History of National Human Trafficking Awareness Day
National Human Trafficking Awareness Day was first formalized on June 22, 2007, by the U.S. Senate. The resolution was a bipartisan effort by Senators Dianne Feinstein (D-Calif.), John Cornyn (R-TX), Barack Obama (D-IL), and Dick Lugar (R-IN).
The resolution reads: “Resolved by the Senate (the House of Representatives concurring), That Congress supports the goals and ideals of observing the National Day of Human Trafficking Awareness on January 11 of each year and all other efforts to raise awareness of and opposition to human trafficking.”
In a statement, then-senator Barack Obama said, “Human trafficking is an atrocity and we must do everything we can to enforce the law and to raise awareness to prevent it. This resolution will bring national attention to the victims of modern slavery in sweatshops and other forced labor enterprises throughout the nation.”
The resolution marked a growing movement in the United States towards understanding and combating human trafficking. This followed the Trafficking Victims Protection Act, which was initially passed in 2000.
National Human Trafficking Awareness Day paved the way for the establishment of National Human Trafficking Prevention Month, which was first recognized by a presidential proclamation from Barack Obama in 2010. The month has continued to be affirmed yearly as an opportunity to combat human trafficking, most recently by President Biden in 2022.
“Since human trafficking disproportionately impacts racial and ethnic minorities, women and girls, LGBTQI+ individuals, vulnerable migrants, and other historically marginalized and underserved communities, our mission to combat human trafficking must always be connected to our broader efforts to advance equity and justice across our society,” President Biden said.
How you can get involved
If you want to get involved on National Human Trafficking Awareness Day, here are some practical ideas for joining awareness and prevention efforts.
The first step to spreading awareness effectively is educating yourself. Knowing the signs and characteristics of trafficking will give you the ability to be more aware in your own community, and to spread that awareness to your network.
One way to do this is through TraffickWatch, a totally free two-module course that will give you essential information about trafficking. Enroll and complete the course in less than an hour.
Join the Department of Homeland Security’s #WearBlueDay campaign by wearing blue and using the hashtag. Think about what human trafficking facts you’d like to share with your coworkers, friends, and family as conversations arise.
You can also invite your friends or your workplace to join you.

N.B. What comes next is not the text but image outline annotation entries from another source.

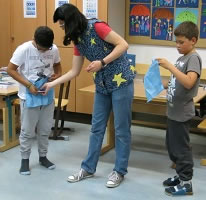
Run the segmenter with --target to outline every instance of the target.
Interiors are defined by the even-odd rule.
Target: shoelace
[[[80,171],[74,175],[74,177],[77,177],[78,180],[83,178],[83,176],[84,176],[84,170],[83,169],[80,169]]]
[[[111,174],[108,176],[110,181],[115,182],[116,180],[119,180],[118,173],[116,171],[113,171]]]

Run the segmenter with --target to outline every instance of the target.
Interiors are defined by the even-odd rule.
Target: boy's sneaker
[[[171,186],[176,186],[180,184],[180,178],[179,176],[174,176],[173,178],[168,178],[163,182],[163,186],[165,187],[171,187]]]
[[[46,156],[39,157],[39,164],[48,168],[48,169],[54,169],[56,166],[52,162],[50,162]]]
[[[29,159],[22,159],[21,160],[21,168],[19,173],[22,175],[30,175],[31,171],[29,169]]]
[[[192,183],[181,182],[177,186],[165,188],[165,193],[170,196],[193,195]]]
[[[119,174],[116,171],[113,171],[111,174],[108,176],[108,181],[106,183],[106,187],[108,188],[114,188],[120,185],[120,183],[123,181],[124,176]]]
[[[69,176],[67,181],[70,183],[75,183],[75,182],[81,181],[85,178],[90,178],[92,176],[94,176],[94,174],[91,174],[91,173],[89,173],[86,170],[81,168],[78,173]]]

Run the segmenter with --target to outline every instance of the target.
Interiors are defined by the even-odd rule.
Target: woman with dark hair
[[[91,61],[86,71],[93,73],[96,85],[88,154],[80,171],[69,176],[68,181],[77,182],[94,175],[107,121],[113,111],[116,161],[106,186],[116,187],[127,173],[131,144],[135,70],[126,57],[128,44],[106,23],[97,19],[86,19],[72,4],[58,7],[53,19],[65,30],[64,45],[74,43],[74,57],[72,69],[55,81],[46,83],[43,87],[45,93],[55,85],[78,76],[84,57]]]

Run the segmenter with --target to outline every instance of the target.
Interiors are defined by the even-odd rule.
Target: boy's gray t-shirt
[[[195,116],[193,97],[197,95],[202,61],[198,53],[181,56],[175,66],[184,74],[196,72],[198,79],[191,89],[186,89],[172,74],[167,90],[167,116],[171,120],[185,122]]]

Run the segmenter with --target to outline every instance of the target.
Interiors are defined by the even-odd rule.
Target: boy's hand
[[[42,95],[47,95],[48,91],[51,89],[51,82],[45,83],[40,90],[44,91]]]
[[[156,60],[159,62],[159,65],[161,67],[164,67],[165,69],[170,70],[171,66],[173,66],[167,59],[165,58],[156,58]]]
[[[86,68],[87,72],[98,72],[102,68],[102,63],[99,60],[91,62]]]

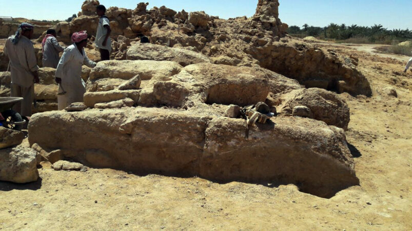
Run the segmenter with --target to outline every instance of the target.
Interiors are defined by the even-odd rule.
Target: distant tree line
[[[412,39],[412,31],[409,29],[388,30],[379,24],[371,27],[359,26],[345,24],[338,25],[331,23],[325,27],[309,26],[305,24],[299,27],[291,26],[287,31],[291,35],[299,37],[313,36],[324,39],[340,40],[356,38],[367,38],[369,42],[386,42]]]

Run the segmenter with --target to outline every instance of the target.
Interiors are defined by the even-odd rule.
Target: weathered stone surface
[[[182,66],[174,62],[152,60],[110,60],[100,62],[92,70],[89,80],[111,78],[128,80],[139,75],[142,80],[167,79]],[[88,82],[87,84],[89,84]]]
[[[306,117],[313,118],[313,115],[310,109],[306,106],[296,106],[293,107],[292,111],[292,115],[294,117]]]
[[[119,90],[132,90],[140,88],[142,79],[139,75],[134,76],[119,86]]]
[[[64,109],[67,111],[81,111],[86,110],[87,106],[83,102],[73,103]]]
[[[23,139],[24,133],[22,132],[0,126],[0,149],[19,145]]]
[[[157,83],[154,88],[156,98],[166,105],[169,103],[162,99],[177,95],[176,104],[181,105],[191,106],[200,102],[242,106],[264,101],[269,91],[302,87],[296,81],[264,68],[206,63],[187,66],[171,79]],[[164,90],[157,91],[162,86]]]
[[[37,164],[42,161],[48,161],[51,164],[54,164],[63,158],[62,151],[60,150],[48,152],[43,149],[37,144],[33,144],[33,145],[31,146],[31,148],[38,153]]]
[[[210,62],[209,58],[202,53],[150,43],[136,43],[132,45],[127,50],[127,58],[132,60],[172,61],[183,66]]]
[[[388,87],[383,88],[383,93],[387,96],[398,97],[398,93],[396,91],[396,89],[393,87]]]
[[[139,101],[141,90],[113,90],[108,91],[87,92],[84,94],[84,103],[87,107],[93,108],[99,103],[109,103],[127,98],[130,98],[134,102]]]
[[[135,101],[130,98],[126,98],[123,100],[116,100],[108,103],[99,103],[94,104],[95,108],[120,108],[123,107],[132,107]]]
[[[336,93],[320,88],[299,89],[274,97],[280,113],[292,114],[293,107],[305,106],[312,112],[313,118],[345,130],[350,120],[349,109]]]
[[[15,183],[36,181],[37,154],[34,150],[21,146],[0,149],[0,180]]]
[[[56,84],[54,81],[56,70],[51,67],[41,67],[37,71],[41,84]]]
[[[207,27],[210,16],[204,11],[196,11],[189,14],[189,22],[195,27]]]
[[[93,167],[292,183],[325,197],[359,184],[343,130],[299,117],[254,126],[249,139],[242,119],[147,108],[36,114],[29,130],[31,144]]]
[[[239,117],[240,112],[240,107],[231,105],[229,105],[225,111],[225,115],[230,118],[237,118]]]
[[[67,160],[58,160],[53,164],[51,168],[56,171],[80,171],[83,167],[84,166],[80,163],[69,162]]]
[[[51,100],[57,102],[57,85],[34,84],[34,98],[37,100]]]
[[[96,15],[96,7],[100,4],[97,0],[86,0],[82,5],[82,14],[79,16]]]

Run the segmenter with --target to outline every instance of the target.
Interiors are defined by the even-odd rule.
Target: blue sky
[[[83,0],[0,0],[0,16],[36,19],[65,19],[81,10]],[[134,9],[141,1],[101,0],[106,7]],[[141,1],[143,2],[143,1]],[[258,0],[146,0],[148,8],[163,5],[176,11],[204,10],[222,18],[252,16]],[[280,0],[280,17],[289,25],[325,26],[382,24],[389,29],[412,29],[406,0]],[[40,3],[41,3],[41,4]]]

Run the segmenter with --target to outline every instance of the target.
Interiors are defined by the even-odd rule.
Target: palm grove
[[[297,26],[289,27],[288,33],[297,37],[314,36],[322,39],[349,40],[352,42],[383,43],[392,44],[400,41],[412,39],[412,31],[408,29],[388,30],[381,25],[371,27],[359,26],[345,24],[338,25],[331,23],[325,27],[304,25],[302,28]]]

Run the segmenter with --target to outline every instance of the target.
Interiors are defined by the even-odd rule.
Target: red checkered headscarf
[[[74,32],[71,36],[71,41],[73,42],[80,42],[87,38],[87,33],[86,31]]]

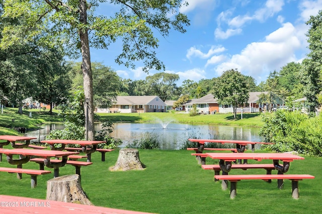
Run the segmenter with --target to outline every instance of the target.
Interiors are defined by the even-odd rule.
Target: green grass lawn
[[[6,146],[9,148],[10,146]],[[256,152],[263,152],[256,151]],[[299,181],[299,198],[292,198],[291,182],[284,181],[283,189],[277,181],[269,183],[262,180],[239,181],[235,199],[229,197],[229,190],[223,191],[220,182],[214,182],[213,170],[205,170],[197,163],[192,152],[187,150],[139,150],[140,158],[146,166],[143,170],[111,172],[118,156],[115,150],[106,154],[105,162],[101,154],[92,155],[93,164],[82,167],[82,186],[95,205],[159,213],[309,213],[320,212],[322,159],[305,156],[304,160],[291,163],[289,174],[309,174],[313,179]],[[6,160],[1,167],[15,167]],[[207,164],[218,163],[208,159]],[[255,163],[251,160],[250,163]],[[270,163],[263,160],[261,163]],[[29,162],[24,168],[38,168]],[[48,168],[46,168],[48,169]],[[52,169],[49,169],[52,171]],[[60,175],[73,174],[74,167],[60,168]],[[276,173],[273,170],[273,173]],[[38,186],[30,188],[30,176],[23,174],[18,180],[15,174],[0,172],[2,194],[45,199],[46,181],[50,174],[40,175]],[[265,169],[244,171],[233,169],[233,174],[265,174]]]
[[[241,126],[262,127],[260,113],[244,113],[243,119],[240,114],[237,119],[233,119],[232,114],[201,114],[190,116],[189,114],[176,111],[170,112],[149,112],[143,113],[99,113],[101,121],[109,120],[112,122],[157,122],[159,120],[172,121],[173,123],[189,124],[213,124],[230,125]]]

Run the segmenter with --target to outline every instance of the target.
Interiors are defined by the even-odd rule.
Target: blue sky
[[[178,85],[187,79],[217,77],[231,69],[252,76],[258,84],[270,72],[301,62],[308,52],[305,35],[309,26],[305,23],[322,10],[322,0],[187,1],[189,6],[180,9],[191,21],[187,33],[173,31],[166,38],[156,35],[157,57],[165,64],[165,72],[179,75]],[[98,12],[108,15],[105,12],[113,9],[106,3]],[[148,74],[140,62],[135,70],[115,63],[121,51],[118,43],[109,50],[92,49],[92,61],[111,67],[122,78],[145,79]]]

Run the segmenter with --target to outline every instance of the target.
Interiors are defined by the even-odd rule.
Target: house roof
[[[171,106],[174,105],[174,103],[176,101],[177,101],[177,100],[166,100],[165,103],[168,106]]]
[[[261,94],[267,94],[267,91],[260,91],[255,92],[250,92],[250,98],[248,99],[247,102],[248,103],[256,103],[260,99],[259,96]]]
[[[186,104],[197,103],[218,103],[218,101],[217,99],[214,98],[212,94],[208,94],[199,99],[192,99],[191,100],[187,102]]]
[[[157,96],[118,96],[115,104],[118,105],[147,105],[156,100],[163,101]]]

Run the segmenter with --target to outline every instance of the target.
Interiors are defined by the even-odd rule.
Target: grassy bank
[[[47,123],[62,122],[61,117],[57,112],[49,114],[47,111],[39,111],[39,109],[24,110],[23,114],[18,113],[16,108],[5,108],[3,113],[0,113],[0,134],[13,134],[17,132],[12,129],[23,127],[28,129],[37,129],[40,125]],[[30,112],[31,116],[29,117]],[[15,120],[13,121],[13,119]]]
[[[292,198],[292,185],[289,180],[284,181],[282,190],[277,188],[276,180],[271,183],[260,180],[240,181],[237,184],[236,197],[231,200],[229,186],[228,190],[222,190],[220,182],[213,181],[213,171],[202,169],[191,155],[191,151],[139,150],[139,152],[141,161],[146,165],[145,169],[119,172],[108,170],[116,162],[118,151],[107,153],[106,162],[101,161],[100,153],[93,154],[93,164],[82,168],[82,185],[95,205],[161,214],[294,214],[318,213],[320,210],[321,158],[305,157],[304,160],[291,163],[287,173],[315,176],[313,179],[299,181],[298,200]],[[208,158],[206,161],[207,164],[218,163]],[[261,161],[271,162],[270,160]],[[4,161],[0,166],[13,167]],[[23,166],[24,168],[38,167],[34,162]],[[60,174],[74,172],[73,166],[66,165],[60,168]],[[229,173],[265,173],[264,169],[234,169]],[[275,170],[272,172],[276,173]],[[15,174],[0,173],[1,194],[42,199],[46,197],[46,181],[53,176],[52,173],[38,176],[38,186],[31,189],[29,175],[24,174],[23,178],[18,180]]]
[[[32,117],[29,117],[30,113]],[[54,111],[52,115],[47,111],[39,109],[24,110],[22,114],[18,113],[18,108],[5,108],[0,114],[0,134],[17,134],[12,128],[24,127],[28,129],[37,129],[43,123],[62,122],[63,120]],[[173,123],[187,124],[212,124],[239,126],[262,127],[261,114],[259,113],[237,115],[238,119],[234,120],[232,114],[201,114],[191,117],[188,114],[176,111],[164,113],[98,113],[100,121],[110,121],[113,122],[158,122],[171,121]],[[12,119],[15,121],[13,121]]]
[[[109,120],[112,122],[155,122],[158,120],[172,121],[174,123],[189,124],[213,124],[230,125],[240,126],[262,127],[260,113],[243,114],[237,115],[238,119],[233,119],[232,114],[215,114],[190,116],[189,114],[170,112],[165,113],[99,113],[101,121]]]

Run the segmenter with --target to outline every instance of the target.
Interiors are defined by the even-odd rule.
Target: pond
[[[27,131],[28,136],[35,137],[35,141],[43,140],[51,130],[61,129],[63,124],[45,124],[37,130]],[[95,130],[100,130],[101,124],[96,123]],[[124,147],[134,140],[138,140],[144,134],[151,134],[156,136],[165,150],[179,149],[183,142],[192,136],[199,139],[222,139],[227,140],[242,140],[252,141],[263,141],[258,134],[259,128],[215,125],[192,125],[178,123],[115,123],[111,136],[121,139]]]

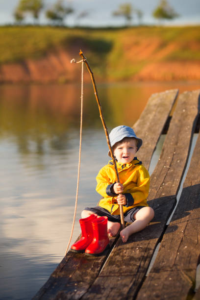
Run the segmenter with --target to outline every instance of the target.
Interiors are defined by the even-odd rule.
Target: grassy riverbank
[[[39,59],[58,49],[70,55],[74,53],[77,58],[81,48],[100,78],[129,79],[139,76],[142,71],[144,73],[150,63],[155,68],[163,65],[170,69],[170,64],[174,66],[175,62],[176,69],[185,63],[199,63],[200,29],[200,26],[118,29],[0,27],[0,63]],[[145,77],[143,73],[141,76]]]

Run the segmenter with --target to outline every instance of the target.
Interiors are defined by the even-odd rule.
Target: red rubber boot
[[[107,223],[107,217],[100,217],[92,222],[94,238],[85,250],[86,254],[97,256],[101,254],[109,247]]]
[[[97,218],[97,216],[90,215],[87,218],[80,219],[79,223],[81,228],[82,236],[77,242],[72,246],[72,251],[77,252],[84,252],[86,248],[93,239],[92,221]]]

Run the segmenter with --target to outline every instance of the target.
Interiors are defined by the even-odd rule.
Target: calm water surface
[[[153,93],[199,88],[195,83],[98,86],[110,130],[132,126]],[[0,86],[0,299],[30,299],[62,259],[76,184],[79,85]],[[80,181],[72,243],[81,210],[95,205],[95,177],[107,146],[91,85],[84,89]]]

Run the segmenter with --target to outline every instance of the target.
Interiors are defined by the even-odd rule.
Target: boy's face
[[[114,154],[118,162],[128,164],[132,161],[137,151],[137,143],[135,139],[130,139],[117,144],[114,149]]]

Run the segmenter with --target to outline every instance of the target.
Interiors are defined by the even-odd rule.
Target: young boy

Keep up with human trafficking news
If you want to stay up-to-date on news from the fight against human trafficking, you can get updates on The Exodus Road’s anti-trafficking efforts right to your phone. Sign up by texting RESCUE to (727) 273-7283.
Use your social platforms
No matter how many followers or friends you have on social media, you have influence. Social media posts about human trafficking can go a long way toward raising awareness that could save lives.